The United States military is looking to withdraw hundreds of its troops from Africa as Washington shifts its resources toward dealing with threats from China and Russia.

U.S. defense officials said the troop cuts would involve scaling back missions in Central and Western Africa, where the focus has been on training local troops to tackle Islamist militant groups.

The leader of the United States Africa Command, General Thomas Waldhauser, told The New York Times the drawdown would start in countries such as Cameroon.

"We're not walking away," Waldhauser said, adding that the U.S. would "reserve the right to unilaterally return" if needed to protect American interests.

U.S. Special Operations Command Africa attends the closing ceremony of a U.S.-led international training mission for African militaries in Niamey, Niger in 2014. Defense officials say the U.S. will draw down its Africa operations to focus on the threat posed by China and Russia. REUTERS/Joe Penney

Last October, four American soldiers were among those killed when their convoy was attacked by militants in Niger, near the border with Mali. A Pentagon report outlined flaws in the operation, including command mistakes and insufficient training. A U.S. adviser was killed in Somalia in June.

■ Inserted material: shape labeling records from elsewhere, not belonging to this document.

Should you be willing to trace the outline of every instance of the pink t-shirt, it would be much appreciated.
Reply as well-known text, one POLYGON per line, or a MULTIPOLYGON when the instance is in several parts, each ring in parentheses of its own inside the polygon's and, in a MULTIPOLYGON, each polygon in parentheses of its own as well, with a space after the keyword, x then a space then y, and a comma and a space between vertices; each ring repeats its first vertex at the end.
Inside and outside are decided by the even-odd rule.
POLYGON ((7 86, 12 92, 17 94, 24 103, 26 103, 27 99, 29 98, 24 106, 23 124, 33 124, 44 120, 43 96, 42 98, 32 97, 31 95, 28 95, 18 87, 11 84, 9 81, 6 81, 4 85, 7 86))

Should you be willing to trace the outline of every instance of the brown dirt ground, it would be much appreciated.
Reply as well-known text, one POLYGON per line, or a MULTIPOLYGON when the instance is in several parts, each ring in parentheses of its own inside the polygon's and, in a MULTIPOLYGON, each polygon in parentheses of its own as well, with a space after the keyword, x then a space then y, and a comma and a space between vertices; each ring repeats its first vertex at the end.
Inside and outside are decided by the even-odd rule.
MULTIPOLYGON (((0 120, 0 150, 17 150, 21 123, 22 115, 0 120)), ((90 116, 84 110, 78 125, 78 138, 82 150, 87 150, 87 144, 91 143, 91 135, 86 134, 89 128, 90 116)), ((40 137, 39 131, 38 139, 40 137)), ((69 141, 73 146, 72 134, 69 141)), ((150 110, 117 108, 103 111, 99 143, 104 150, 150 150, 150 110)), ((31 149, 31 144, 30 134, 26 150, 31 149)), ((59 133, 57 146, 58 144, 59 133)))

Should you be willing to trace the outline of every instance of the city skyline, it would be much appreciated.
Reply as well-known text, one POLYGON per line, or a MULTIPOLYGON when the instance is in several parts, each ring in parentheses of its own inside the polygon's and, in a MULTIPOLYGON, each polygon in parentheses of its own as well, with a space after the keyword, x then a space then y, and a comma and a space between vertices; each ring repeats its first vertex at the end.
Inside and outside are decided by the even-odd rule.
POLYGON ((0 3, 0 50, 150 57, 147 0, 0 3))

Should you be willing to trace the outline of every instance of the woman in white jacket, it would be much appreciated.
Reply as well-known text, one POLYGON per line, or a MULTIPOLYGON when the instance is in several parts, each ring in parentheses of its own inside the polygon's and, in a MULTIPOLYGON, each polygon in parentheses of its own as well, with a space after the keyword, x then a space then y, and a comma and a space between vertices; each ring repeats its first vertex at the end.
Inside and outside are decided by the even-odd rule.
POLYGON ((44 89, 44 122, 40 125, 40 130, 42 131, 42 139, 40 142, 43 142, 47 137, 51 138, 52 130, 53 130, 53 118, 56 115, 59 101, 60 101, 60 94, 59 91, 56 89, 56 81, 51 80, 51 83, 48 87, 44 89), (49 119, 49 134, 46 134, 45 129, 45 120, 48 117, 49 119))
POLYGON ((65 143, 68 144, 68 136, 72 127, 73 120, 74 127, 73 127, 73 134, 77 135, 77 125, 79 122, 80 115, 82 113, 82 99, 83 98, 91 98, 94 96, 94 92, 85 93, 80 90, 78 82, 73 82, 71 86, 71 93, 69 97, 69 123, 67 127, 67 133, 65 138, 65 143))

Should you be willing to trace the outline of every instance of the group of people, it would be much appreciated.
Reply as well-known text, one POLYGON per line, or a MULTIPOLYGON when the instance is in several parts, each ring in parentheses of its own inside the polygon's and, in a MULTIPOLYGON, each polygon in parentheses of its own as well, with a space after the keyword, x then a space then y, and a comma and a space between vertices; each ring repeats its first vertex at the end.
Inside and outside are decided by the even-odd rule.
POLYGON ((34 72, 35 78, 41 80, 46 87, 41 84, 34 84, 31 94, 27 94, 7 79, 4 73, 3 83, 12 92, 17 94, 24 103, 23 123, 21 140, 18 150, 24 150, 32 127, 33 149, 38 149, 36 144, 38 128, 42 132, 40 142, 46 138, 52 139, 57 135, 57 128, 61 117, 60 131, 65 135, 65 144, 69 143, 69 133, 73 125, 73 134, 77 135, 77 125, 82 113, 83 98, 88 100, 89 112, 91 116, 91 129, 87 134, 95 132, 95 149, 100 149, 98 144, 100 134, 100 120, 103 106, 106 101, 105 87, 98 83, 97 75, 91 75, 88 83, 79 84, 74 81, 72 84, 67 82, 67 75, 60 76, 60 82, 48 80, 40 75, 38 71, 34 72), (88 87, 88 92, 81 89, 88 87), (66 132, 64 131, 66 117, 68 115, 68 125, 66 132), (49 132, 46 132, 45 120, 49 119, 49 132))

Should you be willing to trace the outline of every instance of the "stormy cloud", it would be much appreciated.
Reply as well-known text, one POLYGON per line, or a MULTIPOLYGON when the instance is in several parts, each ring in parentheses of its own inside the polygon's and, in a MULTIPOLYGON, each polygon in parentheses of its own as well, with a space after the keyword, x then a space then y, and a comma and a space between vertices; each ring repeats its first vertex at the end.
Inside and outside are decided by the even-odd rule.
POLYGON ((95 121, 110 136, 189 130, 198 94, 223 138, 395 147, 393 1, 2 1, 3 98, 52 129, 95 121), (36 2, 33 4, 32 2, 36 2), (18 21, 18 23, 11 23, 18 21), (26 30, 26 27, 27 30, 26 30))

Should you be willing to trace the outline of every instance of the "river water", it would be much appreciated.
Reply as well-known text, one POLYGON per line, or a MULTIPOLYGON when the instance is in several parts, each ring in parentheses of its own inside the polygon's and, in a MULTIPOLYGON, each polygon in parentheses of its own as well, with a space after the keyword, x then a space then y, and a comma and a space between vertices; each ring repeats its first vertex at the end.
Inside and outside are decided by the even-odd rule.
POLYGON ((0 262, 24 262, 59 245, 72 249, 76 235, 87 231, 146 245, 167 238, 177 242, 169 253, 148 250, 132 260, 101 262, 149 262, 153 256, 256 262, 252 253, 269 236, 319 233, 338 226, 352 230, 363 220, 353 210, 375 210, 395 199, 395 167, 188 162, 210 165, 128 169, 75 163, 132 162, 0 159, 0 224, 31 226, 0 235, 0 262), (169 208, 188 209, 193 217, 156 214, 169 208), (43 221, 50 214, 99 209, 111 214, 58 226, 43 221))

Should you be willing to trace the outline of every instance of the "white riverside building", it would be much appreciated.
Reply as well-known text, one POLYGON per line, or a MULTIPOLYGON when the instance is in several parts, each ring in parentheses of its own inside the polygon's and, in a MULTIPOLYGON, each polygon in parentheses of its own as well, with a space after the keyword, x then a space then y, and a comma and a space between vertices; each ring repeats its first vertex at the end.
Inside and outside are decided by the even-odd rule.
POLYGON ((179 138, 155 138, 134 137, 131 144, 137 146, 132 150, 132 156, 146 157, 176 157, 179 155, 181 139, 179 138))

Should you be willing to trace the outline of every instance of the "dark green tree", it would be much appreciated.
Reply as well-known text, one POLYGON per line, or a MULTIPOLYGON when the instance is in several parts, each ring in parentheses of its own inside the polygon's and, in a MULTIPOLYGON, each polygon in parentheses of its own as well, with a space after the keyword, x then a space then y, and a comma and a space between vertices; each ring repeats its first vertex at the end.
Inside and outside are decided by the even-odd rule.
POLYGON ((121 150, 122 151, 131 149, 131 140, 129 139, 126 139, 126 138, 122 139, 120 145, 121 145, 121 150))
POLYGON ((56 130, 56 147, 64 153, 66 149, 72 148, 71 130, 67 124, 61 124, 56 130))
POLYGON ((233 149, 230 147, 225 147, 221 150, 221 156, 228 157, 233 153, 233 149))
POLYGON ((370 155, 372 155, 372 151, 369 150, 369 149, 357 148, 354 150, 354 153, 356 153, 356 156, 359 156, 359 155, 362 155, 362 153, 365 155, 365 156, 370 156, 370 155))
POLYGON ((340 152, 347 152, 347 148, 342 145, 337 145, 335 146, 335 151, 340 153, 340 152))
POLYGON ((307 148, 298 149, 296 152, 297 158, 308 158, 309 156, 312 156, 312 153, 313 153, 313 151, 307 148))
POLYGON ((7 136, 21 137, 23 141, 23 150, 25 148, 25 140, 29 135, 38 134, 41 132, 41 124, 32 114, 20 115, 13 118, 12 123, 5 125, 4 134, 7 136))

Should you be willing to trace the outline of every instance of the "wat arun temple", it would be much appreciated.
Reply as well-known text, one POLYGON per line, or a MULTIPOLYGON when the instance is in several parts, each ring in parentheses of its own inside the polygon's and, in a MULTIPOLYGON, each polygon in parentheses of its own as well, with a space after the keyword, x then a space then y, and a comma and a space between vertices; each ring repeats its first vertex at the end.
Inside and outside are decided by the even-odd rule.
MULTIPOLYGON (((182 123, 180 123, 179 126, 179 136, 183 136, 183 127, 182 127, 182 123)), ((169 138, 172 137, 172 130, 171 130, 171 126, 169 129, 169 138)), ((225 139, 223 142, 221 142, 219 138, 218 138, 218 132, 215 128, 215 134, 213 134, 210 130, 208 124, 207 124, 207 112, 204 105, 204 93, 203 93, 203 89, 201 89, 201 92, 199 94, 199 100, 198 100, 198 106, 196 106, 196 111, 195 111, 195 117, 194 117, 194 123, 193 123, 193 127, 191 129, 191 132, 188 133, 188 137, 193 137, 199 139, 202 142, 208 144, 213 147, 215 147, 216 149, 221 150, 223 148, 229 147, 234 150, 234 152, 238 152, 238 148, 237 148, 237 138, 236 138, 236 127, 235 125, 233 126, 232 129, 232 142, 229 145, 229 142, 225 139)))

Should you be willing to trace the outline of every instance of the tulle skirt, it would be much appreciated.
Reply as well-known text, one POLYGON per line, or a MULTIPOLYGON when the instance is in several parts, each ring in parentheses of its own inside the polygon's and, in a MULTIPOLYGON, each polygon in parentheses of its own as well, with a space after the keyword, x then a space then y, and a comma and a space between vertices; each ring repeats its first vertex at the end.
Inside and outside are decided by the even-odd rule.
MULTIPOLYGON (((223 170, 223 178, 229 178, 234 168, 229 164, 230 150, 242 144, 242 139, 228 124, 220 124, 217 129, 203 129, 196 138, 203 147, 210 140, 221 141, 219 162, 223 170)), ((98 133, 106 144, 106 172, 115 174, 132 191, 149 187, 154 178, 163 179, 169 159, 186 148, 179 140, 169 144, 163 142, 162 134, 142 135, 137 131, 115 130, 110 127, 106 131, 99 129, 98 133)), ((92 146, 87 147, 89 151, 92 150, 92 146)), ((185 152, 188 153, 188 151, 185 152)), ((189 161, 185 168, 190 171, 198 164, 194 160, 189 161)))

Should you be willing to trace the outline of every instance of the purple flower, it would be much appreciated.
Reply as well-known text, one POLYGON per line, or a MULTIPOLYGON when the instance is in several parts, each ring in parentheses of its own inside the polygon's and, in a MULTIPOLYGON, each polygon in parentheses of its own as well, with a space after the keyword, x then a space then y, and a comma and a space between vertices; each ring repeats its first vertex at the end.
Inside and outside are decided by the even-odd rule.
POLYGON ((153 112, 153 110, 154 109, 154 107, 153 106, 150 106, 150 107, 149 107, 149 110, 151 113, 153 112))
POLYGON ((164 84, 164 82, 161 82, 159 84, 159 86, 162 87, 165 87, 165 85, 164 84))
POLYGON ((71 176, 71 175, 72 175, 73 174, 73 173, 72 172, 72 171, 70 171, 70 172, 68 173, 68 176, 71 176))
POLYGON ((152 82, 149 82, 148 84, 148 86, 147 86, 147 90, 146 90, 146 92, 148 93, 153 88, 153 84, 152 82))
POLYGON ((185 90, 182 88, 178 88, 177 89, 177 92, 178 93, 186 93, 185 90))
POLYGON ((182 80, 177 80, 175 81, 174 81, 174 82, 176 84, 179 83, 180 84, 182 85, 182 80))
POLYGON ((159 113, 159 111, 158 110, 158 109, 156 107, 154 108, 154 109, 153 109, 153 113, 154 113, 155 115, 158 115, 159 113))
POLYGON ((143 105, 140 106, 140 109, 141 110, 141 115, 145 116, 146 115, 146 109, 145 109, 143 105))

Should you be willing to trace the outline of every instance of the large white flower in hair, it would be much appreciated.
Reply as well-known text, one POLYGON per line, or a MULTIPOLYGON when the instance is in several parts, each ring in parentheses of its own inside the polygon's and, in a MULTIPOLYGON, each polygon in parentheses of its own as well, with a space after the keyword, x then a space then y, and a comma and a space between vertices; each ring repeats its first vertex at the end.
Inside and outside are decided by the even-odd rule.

There are more than 7,300 special operations troops around the world, many targeting militants in Yemen, Libya and Somalia. About 1,200 of those troops are on missions in Africa.

Earlier this year, U.S. Defense Secretary Jim Mattis revealed a shift in Washington policy as he described how "threats have changed. There is increasing global volatility and uncertainty, with challenges from Russia and China coming to the fore," he said, according to the Department of Defense website.

Carter Ham, a retired general who once led the Africa Command, agreed with this move but told The Times, "My concern in Africa is that with an already very modest presence and level of engagement, reducing that will lessen the likelihood for good outcomes across the continent."

Pentagon spokesperson Major Sheryll Klinkel told CNN that no decisions or changes had yet been made yet regarding the forces operating in Africa.

"The Department consistently reviews plans, operations and military investments across the globe to develop the best options that address the constantly evolving threat to U.S. national interests," she said.